Manufacturing_4

With job losses in the sector announced on a seemingly daily basis, recruiters are obviously feeling the fallout. Yet there are still skill shortages in certain areas

A fall in manufacturing output has caused clients to reduce hiring plans and make redundancies, hitting recruiters’ profits even as skill shortages remain.

The Office for National Statistics’ latest Index of Production, which measures manufacturing output, has recorded decreased output since May, with production in July to September 1.3% lower than the previous quarter. The transport equipment industries were the most affected, falling by 2.3% in output and facing a raft of headline-grabbing redundancies.

Simon Roberts, regional manager of technical recruiter Jonathan Lee Recruitment, told Recruiter it was impossible for the recruitment industry to buck such strong downward market trends in production. “Certainly on the permanent side you can’t be immune to the market. Land Rover has just announced 850 contractors are going to be cut; that’s going to have a huge impact,” he said, following the announcement that 850 agency workers at Jaguar Land Rover’s West Midlands operations were to lose their jobs on 27 November, taking its total number of job losses to 1,450 this year.

However, he added temporary contracts in both the aerospace and defence industries had buoyed business. “We have seen a reasonable increase in our contract numbers. That’s down to one or two specific projects, mainly related to the defence sector.

“The aerospace market is reasonably buoyant, but we do think around the half-year stage next year it is going to go the same way [as the rest of the manufacturing sector] — we’ve already seen Rolls-Royce make cutbacks.” The aerospace manufacturing firm announced plans to cut 2,000 jobs next year in response to a slump in demand.

However, while recruiters reel from a fall in demand, the sector is still suffering from skill shortages.

Dave Philpott, managing consultant at executive, manufacturing and technical staffing agency Redline, told Recruiter the company had identified areas of demand from existing clients within the electronics industry.

“We have seen strong demand for service mount technology roles and a lot of positions at middle management level, such as production managers, supply chain managers and purchasing managers. A lot of people are trying to drive the costs down within the parts they buy in electronics.”

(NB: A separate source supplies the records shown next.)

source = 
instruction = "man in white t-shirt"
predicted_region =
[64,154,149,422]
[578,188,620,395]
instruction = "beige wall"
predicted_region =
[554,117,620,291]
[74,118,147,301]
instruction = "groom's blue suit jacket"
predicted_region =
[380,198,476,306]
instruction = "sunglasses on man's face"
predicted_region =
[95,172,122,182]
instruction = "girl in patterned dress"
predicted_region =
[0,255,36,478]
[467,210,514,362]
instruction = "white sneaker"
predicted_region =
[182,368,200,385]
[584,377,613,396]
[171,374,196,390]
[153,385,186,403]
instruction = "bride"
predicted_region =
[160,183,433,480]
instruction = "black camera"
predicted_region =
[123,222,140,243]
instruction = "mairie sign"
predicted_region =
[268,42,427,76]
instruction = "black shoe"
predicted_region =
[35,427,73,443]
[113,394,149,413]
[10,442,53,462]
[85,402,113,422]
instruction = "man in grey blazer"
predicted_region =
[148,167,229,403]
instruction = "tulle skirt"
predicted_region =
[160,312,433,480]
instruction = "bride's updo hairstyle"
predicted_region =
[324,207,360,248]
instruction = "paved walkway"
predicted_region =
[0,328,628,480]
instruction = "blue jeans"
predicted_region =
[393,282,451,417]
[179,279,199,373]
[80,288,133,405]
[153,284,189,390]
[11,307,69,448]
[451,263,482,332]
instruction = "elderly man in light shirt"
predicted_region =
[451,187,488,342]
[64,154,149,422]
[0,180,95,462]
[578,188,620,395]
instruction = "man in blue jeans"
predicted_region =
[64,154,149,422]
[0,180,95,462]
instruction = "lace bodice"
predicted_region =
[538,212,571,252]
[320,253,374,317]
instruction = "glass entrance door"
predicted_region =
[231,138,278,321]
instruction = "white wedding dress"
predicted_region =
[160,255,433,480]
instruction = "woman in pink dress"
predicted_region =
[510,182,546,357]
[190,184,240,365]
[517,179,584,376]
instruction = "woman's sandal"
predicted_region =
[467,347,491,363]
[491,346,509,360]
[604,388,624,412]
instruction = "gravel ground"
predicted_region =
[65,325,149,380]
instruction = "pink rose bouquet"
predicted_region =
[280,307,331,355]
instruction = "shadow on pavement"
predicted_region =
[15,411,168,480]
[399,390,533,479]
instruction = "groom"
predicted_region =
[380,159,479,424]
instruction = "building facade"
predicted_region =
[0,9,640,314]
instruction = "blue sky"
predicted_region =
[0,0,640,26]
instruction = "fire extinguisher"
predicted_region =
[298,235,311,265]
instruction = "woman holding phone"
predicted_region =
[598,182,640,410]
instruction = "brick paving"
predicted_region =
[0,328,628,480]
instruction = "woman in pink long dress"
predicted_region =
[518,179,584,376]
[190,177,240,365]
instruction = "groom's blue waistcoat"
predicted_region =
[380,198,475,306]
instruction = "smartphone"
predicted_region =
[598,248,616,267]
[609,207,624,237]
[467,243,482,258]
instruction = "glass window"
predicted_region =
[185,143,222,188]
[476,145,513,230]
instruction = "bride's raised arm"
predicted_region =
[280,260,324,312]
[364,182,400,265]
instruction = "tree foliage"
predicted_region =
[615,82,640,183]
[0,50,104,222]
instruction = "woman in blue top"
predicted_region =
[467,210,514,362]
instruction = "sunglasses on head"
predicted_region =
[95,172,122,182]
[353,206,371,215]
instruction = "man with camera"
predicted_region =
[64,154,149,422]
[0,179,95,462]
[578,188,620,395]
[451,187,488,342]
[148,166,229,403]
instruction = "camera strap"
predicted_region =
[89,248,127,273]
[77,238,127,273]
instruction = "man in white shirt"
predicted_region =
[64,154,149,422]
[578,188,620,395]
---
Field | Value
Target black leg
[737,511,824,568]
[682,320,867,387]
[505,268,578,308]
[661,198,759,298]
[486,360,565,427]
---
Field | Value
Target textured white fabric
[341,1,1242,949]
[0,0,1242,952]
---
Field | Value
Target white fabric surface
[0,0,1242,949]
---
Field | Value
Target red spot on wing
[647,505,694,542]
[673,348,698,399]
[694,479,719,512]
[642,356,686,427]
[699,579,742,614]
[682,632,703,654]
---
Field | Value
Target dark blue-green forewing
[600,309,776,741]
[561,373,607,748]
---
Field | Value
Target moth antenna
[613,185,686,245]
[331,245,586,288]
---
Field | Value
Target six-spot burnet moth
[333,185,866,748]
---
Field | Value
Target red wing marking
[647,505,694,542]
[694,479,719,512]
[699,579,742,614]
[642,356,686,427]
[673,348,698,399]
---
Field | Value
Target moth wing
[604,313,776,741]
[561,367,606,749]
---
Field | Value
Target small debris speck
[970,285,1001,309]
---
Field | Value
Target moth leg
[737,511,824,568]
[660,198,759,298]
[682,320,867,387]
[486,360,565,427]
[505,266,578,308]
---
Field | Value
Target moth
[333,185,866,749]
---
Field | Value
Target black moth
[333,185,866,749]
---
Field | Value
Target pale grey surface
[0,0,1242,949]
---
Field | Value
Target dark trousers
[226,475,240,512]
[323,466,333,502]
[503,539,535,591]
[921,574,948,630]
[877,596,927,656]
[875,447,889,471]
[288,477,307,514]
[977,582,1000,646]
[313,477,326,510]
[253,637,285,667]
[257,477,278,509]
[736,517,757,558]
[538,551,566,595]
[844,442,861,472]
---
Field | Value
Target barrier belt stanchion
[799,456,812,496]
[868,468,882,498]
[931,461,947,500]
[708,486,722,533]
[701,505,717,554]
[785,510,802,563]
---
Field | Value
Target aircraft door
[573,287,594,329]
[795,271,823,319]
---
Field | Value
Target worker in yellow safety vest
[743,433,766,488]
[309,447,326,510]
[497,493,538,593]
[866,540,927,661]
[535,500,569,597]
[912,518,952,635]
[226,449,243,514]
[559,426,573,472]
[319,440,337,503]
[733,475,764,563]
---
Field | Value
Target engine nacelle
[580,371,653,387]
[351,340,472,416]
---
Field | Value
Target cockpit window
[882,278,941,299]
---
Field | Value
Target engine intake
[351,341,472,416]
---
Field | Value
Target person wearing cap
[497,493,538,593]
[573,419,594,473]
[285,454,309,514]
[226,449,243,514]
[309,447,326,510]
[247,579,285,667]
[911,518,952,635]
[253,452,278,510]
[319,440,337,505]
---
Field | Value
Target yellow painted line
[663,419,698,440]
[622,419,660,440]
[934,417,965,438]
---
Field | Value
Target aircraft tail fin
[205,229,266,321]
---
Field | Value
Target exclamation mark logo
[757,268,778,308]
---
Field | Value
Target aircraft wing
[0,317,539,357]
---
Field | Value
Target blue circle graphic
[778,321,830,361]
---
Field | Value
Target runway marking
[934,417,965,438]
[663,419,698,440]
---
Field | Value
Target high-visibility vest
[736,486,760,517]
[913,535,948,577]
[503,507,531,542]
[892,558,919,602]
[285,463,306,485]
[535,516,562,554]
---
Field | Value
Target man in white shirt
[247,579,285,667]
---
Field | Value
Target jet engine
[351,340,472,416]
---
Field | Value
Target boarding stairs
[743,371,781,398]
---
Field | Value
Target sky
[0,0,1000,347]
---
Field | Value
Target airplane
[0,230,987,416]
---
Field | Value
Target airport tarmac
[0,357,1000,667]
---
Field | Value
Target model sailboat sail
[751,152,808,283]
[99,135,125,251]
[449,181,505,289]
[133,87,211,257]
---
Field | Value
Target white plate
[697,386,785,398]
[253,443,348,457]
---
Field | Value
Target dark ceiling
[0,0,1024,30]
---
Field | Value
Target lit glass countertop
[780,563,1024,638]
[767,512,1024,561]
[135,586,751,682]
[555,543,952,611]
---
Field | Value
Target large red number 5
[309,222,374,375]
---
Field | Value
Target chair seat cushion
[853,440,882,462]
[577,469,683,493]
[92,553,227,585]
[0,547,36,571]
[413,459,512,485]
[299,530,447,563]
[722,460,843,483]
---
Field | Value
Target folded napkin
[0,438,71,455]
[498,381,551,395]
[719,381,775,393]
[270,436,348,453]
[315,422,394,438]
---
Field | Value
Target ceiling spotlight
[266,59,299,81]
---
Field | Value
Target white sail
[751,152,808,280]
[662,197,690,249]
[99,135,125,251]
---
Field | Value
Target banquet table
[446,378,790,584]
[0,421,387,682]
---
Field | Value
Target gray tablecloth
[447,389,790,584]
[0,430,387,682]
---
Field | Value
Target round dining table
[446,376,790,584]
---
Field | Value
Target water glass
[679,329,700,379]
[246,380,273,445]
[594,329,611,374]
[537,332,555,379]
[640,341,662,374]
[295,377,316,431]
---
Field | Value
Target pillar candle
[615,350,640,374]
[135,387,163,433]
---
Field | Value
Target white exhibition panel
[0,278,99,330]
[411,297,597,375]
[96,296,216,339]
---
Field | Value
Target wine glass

Louise Hoffman, acting editor of trade publication The Manufacturer, told Recruiter that skill shortages are one of the biggest problems facing the industry.

“There’s a problem with perception of the industry in schools. A lot of companies are taking action, taking on more apprentices and setting up skills academies,” she explained.

According to Philpott, the perception of undergraduates and increased candidate caution were making the situation worse.

“There are very few people doing electronics degrees. When we looked for graduates this year it was quite hard to find them. Electronics is a tough degree to do. It’s very maths orientated. It’s not an easy choice and it’s not seen as being that sexy. There is not enough push on the sort of product you could be working on. These guys are inventing the latest mobile phone and the BlackBerry, but I don’t think that bit is being pushed very hard.”

There is also hope that environmental targets and a weak pound will help bolster the sector.

Roberts told Recruiter: “The green agenda is going to hit. I think the automotive industry will be at the forefront of that. There is going to be a huge demand for technology that makes cars more efficient and people who understand the new emissions legislation.”

Hugo Sellert, head of economic research at Monster Worldwide, told Recruiter: “Hiring for production workers has slowed, but not as much as for the economy as a whole. Although softer global demand is impacting orders, UK manufacturers are starting to feel the benefits from easing inflationary pressure and a weakened Sterling supporting exports.”

The monthly Monster Employment Index, which tracks online advertising, recorded a fifth consecutive decline of one index point in the manufacturing industry.